Un nodo cruciale per gli inquirenti resta l’autopsia, che dovrà chiarire i tanti punti rimasti sospesi: se Simona sia stata colta da un malore, se vi siano tracce di sostanze in corpo, o se la dinamica raccontata dai presenti non combaci con la realtà. Le prime ore dopo la tragedia hanno lasciato più ombre che certezze, e l’esame autoptico appare oggi l’unico strumento in grado di rispondere alle domande della famiglia e mettere ordine in un racconto che finora non regge.

Il ricordo di Simona

A Capaci, il paese che l’ha vista crescere e che le ha dato la sua prima rete di pallavolo, la notizia è una ferita aperta. “Era una ragazza solare, la pallavolo era la sua vita”, ricorda Paolo Di Maggio, presidente dell’Acds Capacense Volley, dove Simona aveva militato fino allo scorso anno, prima di un Erasmus in Spagna e di un viaggio per raggiungere il fratello. “Ha insegnato ai bambini, si impegnava in tutto quello che faceva. Perdiamo una ragazza speciale e un talento che avrebbe potuto fare tanta strada”.

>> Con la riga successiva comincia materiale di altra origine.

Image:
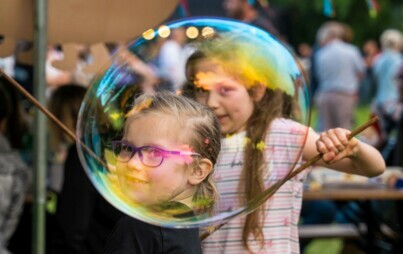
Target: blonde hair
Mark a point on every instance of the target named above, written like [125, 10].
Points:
[240, 58]
[202, 129]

Il dolore di una comunità intera si intreccia con la rabbia di una famiglia che chiede risposte. A Mongerbino, restano i nastri dei carabinieri intorno a quella villa. Ma la scena vera, quella che conta, è rimasta sott’acqua, tra i minuti di buio in cui nessuno ha visto nulla, e i troppi silenzi che oggi pesano come macigni.